• Fri. Aug 19th, 2022

UGANDA, Kampala | Real Muloodi News | The commissioner in charge of internal audit at the Uganda Revenue Authority (URA), Herbert Rusoke, has said they are not performing well in collecting rental tax revenue in commercially managed properties.

During a stakeholders’ engagement on compliance to paying taxes at the Nile Resort Hotel in Jinja City on Friday, Rusoke agreed with the area city commercial officer, Rogers Kubwooyo, who blamed the tax body for concentrating on the central business areas when collecting tax.

Kubwooyo said URA has focused on Jinja Central Division, leaving Mpumudde/Kimaka and Walukuba/Masese divisions on the periphery of the city.

“We need to seriously identify where we have gone wrong by following the Tax Act to maximise all the avenues for raising revenue.
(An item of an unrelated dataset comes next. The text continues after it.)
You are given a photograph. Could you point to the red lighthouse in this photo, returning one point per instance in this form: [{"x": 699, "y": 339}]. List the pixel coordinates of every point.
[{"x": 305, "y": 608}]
Unfortunately, URA is only focusing on the central business areas yet other areas also boast of many rentals,” Kubwooyo said.

In an exclusive interview, Kubwooyo said when Jinja was still a municipality, it comprised 1,500 rental properties. Still, URA concentrated on the Jinja Central Division, which has 1,200 leaving out the 300 in Walukuba/Masese and Mpumudde/Kimaka Divisions.

In response, Rusoke said: “I like the confession, these are weaknesses on our side and that is why we organised this engagement to exchange ideas that will help us perform better.”

Kubwooyo also regretted how local governments struggled to raise the local service tax, especially from hotels, due to inaccurate data and untimely declaration of occupants to councils.

Whereas the city boasts many hotels, guest houses, and lodges, Kubwooyo said most do not declare the number of guests accommodated, yet the visitors pay this top-up.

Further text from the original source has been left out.